Storm glanced back at Ralt. “How’d you do that?” he yelled over the noise.
Ralt shook his head. “I don’t know!”
Storm couldn’t spare more time for it and turned his attention back to staying on Thomas’ heels. His lips compressed. During battle, his first instinct was always to use his swords and physical strength even though he was slowly gaining a growing expertise with magic. But what Ralt had done was beyond anything he’d ever heard of except in Saturday night horror movies. Movies didn’t exist on Gaia though, so he didn’t know what to think.
Ralt’s mind was whirling too, but for a far different reason. Elves, and those with elven blood could imbue items with magic, channeling raw power into clothes, weapons, armor, and even such mundane items as plates and cups as they constructed them. Wizards, on the other hand, could only cast what Gerald referred to as ‘modulated magic’ in the form of spells triggered by incantations and predetermined gestures or components. What he’d just done was almost a combination of elven power and spell casting. It should have been impossible. He suppressed an atavistic shudder of fear and tried to put it out of his mind, yet knowing full well it could come back to haunt him.
They rounded a corner and slid to a halt.
A group of armed men, all wearing the armor and colors of the Temple of Ashima, were gathered before the gates of Krista’s home. Her guards crouched over their spears and shields, while bowmen on the upper walls tensely held half-drawn bows aimed at the men below.
Rolf, the guardsman who’d greeted them on their return from Robling, was trying to reason with the angry, shouting men milling around in front of the gate. Over their heads he saw them and his eyes widened. The Temple soldiers saw his reaction and turned to see what he was looking at.
“The fugitives!” someone shouted. “There they are!” The man was pointing straight as Storm and his friends.

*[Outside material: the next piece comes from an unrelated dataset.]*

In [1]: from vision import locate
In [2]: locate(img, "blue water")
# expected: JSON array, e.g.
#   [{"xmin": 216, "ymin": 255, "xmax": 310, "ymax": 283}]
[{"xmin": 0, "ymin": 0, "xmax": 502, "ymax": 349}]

The small group exchanged wondering glances. Fugitives?
They didn’t have time to ponder it further. Without hesitation the soldiers raised a battle cry, “Ashima Ascendant!” and charged at them.
“Fireball,” Storm roared over his shoulder at Ralt. “Now!”
The war mage’s face hardened as he did what he was told. His staff spat power at the charging men and a searing blast of fire exploded in their midst.